Hurd IPC

[Neal H. Walfield]

> So, the plan is no longer to build a Mach-like layer on top of L4 that
> will provide synchronous message passing, etc.? I saw a reference to
> such a layer called libmom (Microkernel Object Model) in the L4-Hurd
> archives.

That was never my intention.  The Hurd should not require Mach
semantics, however, there is not reason that it should not use them to
meet its requirements.  In the Hurd, the primary users of ports are
libports and glibc.  To understand the actual requirements, we must
understand what these applications are currently doing with ports.
The short answer is managing handles to objects; the handles just
happen to be ports.

With this in mind, let's consider what type of operations we (as
clients) want on to do an object.  To help conceptualization an object
handle, we can think of it as a more flexible file descriptor.
Interesting operations include: opening and closing an object
(i.e. getting a handle), performing operations on it (e.g. read and
write), coping it (e.g. dup), passing it to others (e.g. sendto and
fork) and detecting if the server backing it disappears.

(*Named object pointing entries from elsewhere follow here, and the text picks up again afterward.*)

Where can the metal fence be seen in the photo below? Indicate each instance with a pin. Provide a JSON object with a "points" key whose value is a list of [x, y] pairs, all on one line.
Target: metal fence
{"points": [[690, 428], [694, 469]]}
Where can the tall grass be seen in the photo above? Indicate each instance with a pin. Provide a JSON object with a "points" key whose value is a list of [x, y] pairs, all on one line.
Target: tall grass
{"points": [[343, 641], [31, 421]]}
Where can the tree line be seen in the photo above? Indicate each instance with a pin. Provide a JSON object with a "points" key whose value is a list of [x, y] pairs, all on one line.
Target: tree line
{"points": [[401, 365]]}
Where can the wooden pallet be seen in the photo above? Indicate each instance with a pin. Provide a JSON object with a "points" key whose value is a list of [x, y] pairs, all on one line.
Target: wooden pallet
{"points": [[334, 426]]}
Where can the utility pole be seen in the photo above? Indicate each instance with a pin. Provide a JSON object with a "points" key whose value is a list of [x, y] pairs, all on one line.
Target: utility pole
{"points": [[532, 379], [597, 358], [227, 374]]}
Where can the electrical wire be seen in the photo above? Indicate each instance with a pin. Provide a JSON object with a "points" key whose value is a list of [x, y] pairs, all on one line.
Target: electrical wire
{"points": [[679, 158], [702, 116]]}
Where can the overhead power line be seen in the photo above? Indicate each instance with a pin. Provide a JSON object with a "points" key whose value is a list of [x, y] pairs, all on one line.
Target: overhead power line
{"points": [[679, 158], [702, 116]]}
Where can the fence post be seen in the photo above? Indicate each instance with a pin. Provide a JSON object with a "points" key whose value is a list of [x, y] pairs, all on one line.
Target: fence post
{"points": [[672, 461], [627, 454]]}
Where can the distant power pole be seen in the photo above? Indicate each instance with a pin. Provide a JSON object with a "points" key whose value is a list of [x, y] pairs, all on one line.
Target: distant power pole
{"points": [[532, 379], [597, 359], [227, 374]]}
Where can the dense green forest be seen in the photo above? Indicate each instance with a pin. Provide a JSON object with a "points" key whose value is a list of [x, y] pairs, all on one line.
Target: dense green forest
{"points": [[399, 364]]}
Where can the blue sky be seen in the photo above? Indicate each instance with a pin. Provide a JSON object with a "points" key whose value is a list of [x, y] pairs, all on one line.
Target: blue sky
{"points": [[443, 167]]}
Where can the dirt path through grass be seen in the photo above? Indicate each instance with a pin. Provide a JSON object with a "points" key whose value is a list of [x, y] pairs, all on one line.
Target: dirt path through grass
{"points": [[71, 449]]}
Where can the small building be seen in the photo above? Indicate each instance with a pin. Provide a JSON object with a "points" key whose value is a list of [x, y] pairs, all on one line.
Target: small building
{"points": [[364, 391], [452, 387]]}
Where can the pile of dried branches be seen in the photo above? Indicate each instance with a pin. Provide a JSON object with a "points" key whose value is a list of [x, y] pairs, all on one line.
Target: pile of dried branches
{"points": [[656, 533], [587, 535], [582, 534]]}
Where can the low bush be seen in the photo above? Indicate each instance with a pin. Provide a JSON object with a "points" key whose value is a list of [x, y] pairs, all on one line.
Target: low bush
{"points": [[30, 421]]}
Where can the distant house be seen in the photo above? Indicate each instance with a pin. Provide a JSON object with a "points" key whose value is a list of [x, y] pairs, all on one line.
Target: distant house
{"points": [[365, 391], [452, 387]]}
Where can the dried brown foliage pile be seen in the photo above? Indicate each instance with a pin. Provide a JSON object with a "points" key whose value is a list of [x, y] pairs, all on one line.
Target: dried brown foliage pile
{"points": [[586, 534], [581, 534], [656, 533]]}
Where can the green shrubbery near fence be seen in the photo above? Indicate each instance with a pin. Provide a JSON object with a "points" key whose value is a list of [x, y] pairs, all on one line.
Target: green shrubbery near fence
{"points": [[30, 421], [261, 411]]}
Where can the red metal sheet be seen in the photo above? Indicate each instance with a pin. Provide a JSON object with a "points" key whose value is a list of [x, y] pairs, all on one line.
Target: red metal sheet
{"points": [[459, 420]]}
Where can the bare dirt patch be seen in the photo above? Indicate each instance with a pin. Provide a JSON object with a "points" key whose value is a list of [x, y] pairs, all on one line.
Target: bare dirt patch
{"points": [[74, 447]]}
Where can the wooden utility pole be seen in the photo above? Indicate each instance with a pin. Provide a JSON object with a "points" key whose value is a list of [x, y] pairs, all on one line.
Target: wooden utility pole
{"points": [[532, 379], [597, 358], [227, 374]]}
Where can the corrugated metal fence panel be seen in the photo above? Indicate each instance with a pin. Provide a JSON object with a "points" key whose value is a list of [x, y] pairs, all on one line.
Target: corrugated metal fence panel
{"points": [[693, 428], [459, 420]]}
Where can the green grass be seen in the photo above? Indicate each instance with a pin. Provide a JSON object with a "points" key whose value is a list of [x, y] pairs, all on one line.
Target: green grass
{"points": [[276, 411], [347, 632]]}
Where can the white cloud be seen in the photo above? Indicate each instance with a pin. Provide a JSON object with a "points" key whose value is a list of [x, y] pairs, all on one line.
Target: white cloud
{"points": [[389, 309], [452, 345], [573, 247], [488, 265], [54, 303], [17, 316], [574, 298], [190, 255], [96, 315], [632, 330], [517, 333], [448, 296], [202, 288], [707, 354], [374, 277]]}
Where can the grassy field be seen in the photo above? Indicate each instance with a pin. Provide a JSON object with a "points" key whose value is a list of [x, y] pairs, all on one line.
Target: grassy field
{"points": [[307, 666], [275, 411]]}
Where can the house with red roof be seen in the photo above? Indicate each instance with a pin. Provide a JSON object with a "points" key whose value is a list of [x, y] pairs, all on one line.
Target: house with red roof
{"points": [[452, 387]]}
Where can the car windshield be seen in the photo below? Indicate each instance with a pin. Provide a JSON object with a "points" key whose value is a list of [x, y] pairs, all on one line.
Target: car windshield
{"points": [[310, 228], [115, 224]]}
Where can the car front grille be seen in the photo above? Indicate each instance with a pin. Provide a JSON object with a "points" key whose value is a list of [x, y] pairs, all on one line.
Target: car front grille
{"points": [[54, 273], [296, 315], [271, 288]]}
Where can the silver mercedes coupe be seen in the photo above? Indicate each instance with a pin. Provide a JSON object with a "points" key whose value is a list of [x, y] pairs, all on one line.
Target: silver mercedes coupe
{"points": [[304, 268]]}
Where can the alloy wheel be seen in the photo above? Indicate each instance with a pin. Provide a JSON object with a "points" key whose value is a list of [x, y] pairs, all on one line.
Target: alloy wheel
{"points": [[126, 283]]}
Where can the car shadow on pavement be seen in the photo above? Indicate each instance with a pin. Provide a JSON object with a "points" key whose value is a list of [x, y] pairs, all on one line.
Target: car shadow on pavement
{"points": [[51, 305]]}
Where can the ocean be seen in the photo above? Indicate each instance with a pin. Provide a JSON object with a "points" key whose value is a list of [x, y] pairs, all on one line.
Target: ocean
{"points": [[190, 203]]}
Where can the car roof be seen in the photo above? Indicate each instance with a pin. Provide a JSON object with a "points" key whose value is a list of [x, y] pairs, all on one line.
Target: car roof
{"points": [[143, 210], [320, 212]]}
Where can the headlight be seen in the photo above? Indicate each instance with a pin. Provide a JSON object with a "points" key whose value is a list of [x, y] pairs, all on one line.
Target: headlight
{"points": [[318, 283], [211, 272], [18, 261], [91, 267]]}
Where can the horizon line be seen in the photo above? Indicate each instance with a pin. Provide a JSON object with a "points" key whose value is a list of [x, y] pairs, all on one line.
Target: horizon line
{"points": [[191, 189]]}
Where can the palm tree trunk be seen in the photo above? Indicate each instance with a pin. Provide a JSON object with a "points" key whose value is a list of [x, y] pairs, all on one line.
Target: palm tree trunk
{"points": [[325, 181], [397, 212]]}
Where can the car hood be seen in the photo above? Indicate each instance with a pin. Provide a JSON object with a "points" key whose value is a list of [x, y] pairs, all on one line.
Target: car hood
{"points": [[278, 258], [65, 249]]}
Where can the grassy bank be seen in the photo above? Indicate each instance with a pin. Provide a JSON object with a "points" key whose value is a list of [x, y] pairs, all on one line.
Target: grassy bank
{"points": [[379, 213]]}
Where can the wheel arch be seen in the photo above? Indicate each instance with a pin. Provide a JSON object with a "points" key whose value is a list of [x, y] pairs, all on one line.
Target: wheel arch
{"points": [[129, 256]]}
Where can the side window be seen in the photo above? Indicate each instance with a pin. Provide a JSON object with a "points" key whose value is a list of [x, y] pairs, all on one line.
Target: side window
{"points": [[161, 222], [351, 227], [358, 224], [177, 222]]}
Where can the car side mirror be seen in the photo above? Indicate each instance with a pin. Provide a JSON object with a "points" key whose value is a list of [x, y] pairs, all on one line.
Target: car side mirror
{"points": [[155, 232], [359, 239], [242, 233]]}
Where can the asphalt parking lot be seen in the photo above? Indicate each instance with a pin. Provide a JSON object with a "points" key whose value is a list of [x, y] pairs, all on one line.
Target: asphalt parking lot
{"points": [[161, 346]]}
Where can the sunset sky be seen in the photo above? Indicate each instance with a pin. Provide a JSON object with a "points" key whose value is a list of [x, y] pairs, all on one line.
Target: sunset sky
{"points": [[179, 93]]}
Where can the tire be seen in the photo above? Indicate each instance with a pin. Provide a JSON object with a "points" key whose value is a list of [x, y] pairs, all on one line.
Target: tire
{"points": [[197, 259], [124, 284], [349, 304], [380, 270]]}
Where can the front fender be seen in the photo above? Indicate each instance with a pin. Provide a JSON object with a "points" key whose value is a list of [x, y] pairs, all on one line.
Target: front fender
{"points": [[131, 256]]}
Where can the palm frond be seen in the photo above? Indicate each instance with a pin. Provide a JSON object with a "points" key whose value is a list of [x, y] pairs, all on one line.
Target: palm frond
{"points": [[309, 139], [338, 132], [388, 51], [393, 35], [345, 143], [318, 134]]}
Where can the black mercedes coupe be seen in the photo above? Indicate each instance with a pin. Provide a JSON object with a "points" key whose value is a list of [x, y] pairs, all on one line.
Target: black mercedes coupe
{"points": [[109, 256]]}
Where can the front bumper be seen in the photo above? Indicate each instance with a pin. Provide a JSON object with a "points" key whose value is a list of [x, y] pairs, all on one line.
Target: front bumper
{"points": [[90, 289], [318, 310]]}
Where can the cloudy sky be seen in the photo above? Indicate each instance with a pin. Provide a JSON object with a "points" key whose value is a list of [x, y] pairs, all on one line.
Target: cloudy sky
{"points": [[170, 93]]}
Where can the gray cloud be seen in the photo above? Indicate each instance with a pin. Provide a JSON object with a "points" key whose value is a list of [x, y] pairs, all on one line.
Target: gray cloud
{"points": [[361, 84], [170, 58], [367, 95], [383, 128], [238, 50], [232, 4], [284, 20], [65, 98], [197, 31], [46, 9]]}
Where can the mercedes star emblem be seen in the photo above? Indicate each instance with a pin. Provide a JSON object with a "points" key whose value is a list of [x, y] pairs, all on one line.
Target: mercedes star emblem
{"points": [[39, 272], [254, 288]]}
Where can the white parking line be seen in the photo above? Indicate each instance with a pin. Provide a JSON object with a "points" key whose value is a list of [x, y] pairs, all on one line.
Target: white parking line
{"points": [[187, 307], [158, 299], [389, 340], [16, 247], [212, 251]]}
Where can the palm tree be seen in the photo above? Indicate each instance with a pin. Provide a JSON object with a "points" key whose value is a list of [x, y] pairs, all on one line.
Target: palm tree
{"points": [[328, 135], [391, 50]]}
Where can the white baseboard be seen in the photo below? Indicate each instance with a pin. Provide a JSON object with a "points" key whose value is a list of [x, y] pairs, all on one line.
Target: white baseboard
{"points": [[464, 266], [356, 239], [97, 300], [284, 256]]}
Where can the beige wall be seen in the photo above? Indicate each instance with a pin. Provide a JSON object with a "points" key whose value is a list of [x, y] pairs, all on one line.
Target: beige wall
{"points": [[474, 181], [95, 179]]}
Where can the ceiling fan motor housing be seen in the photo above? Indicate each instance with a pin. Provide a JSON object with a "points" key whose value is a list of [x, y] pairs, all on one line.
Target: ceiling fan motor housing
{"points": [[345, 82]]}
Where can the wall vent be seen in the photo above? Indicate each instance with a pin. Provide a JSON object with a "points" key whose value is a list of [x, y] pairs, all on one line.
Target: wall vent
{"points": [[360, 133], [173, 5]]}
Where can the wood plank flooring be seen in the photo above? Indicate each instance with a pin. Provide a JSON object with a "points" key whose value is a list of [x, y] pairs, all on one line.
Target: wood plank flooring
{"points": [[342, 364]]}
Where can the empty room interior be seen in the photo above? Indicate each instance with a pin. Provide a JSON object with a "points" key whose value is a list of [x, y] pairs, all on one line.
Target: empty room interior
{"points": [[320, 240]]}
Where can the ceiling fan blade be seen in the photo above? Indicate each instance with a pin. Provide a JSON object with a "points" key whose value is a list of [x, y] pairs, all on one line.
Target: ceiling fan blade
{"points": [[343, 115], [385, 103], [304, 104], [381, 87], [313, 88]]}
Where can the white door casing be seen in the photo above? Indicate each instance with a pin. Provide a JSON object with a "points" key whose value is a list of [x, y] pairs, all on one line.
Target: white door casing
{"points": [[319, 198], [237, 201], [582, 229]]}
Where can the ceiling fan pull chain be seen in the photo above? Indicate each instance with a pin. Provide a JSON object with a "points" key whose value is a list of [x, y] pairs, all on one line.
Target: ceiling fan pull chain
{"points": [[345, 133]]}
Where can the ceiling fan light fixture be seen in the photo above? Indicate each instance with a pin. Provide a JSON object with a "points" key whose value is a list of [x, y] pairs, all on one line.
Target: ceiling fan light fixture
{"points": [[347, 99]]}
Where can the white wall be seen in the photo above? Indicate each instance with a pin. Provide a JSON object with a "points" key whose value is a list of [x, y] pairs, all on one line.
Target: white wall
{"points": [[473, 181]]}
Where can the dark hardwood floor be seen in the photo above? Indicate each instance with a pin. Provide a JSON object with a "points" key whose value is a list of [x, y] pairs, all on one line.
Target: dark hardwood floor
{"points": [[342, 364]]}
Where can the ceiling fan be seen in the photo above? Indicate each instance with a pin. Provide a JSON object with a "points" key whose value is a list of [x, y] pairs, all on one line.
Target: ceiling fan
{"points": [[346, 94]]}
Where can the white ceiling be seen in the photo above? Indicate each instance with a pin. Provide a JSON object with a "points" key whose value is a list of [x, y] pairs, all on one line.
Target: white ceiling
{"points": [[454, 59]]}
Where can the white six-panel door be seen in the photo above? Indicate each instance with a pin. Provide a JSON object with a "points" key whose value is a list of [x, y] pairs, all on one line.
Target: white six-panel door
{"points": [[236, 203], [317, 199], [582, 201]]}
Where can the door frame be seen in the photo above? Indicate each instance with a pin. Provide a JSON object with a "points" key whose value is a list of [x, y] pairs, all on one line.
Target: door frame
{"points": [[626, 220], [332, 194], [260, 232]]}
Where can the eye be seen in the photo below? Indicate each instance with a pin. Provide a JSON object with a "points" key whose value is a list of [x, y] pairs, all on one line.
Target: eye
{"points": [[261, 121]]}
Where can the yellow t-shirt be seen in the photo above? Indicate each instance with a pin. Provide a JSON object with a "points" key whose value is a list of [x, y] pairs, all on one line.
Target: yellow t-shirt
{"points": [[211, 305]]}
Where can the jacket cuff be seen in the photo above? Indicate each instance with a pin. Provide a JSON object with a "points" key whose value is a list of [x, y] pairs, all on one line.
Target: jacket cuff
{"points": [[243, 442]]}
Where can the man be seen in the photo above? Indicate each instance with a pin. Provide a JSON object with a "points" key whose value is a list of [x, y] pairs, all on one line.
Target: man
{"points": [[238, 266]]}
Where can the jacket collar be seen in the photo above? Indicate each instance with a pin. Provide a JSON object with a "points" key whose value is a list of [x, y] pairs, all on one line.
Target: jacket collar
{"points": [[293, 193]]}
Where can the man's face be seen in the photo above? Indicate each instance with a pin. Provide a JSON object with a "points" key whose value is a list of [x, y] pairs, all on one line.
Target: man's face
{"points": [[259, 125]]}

In Mach, we use a send right to represent a reference to an object,
i.e. a handle.  When a user does an open, the server creates a receive
right and returns a send right to user.  The send right can be used to
perform operations on the actual object.  The server is able to
authenticate the user of the handle as ports cannot be forged.
Copying the send right around is a matter of using the provided Mach
interfaces; something transparent to the actual server.  To detect
server death, Mach provides dead name notifications.

As we can see, the required semantics can be easily implemented using
Mach, however, as we were careful to not define the required semantics
of handles in terms of Mach ports, we can envision other
implementations.

On L4, unlike on Mach, a receiver knows who the sender is (Mach knows
what port the message is dequeued from--this is significantly
different).  This small feature allows a server to provide all of the
require functionality.  When a client does an open, the server creates
a tuple consisting of the server's communication thread (normally
there is only one per server but not necessarily), the client's task
id and a handle id.  The sever returns the handle id to the client.
When the client wishes to communicate further or ask the server to
perform operations on the object, it sends a message to the server's
communication thread and specifies the handle id.  The server can
authenticate the request by looking up the handle id and seeing if the
sender is a known user.  This later feature prevents forging handle
ids.

To share or transfer handles ids to other tasks, a task must contact
the server and request that it "share" a handle with another task.
The server cannot implicitly copy the handle as the target task may
not want it (if it did, the caller would be able to perform a DOS).
This problem is avoided on Mach as a task either receives port rights
either via messages or they are inserted by someone who has the task's
task port.  The client must then send a message to the intended
receiver telling it to contact the server and claim the handle.  When
the server receives the claim message, the task is granted access to
the object.

Dead name notifications can also be performed.  In this case, the
client asks the server for the notification instead of Mach.  This is
clearly unguaranteed: the server may segfault.  To prevent this a less
timely, however, guaranteed notification is also provided: the client
may contact the task server to request a task death notification.  If
it receives it, it can do the necessary cleanups.

Lack of steam is forcing me to terminate this email.  There are other
details that I have left out.  I will revisit these later either in
the full write up or in response to specific questions (but try to
make the subject of the message appropriate).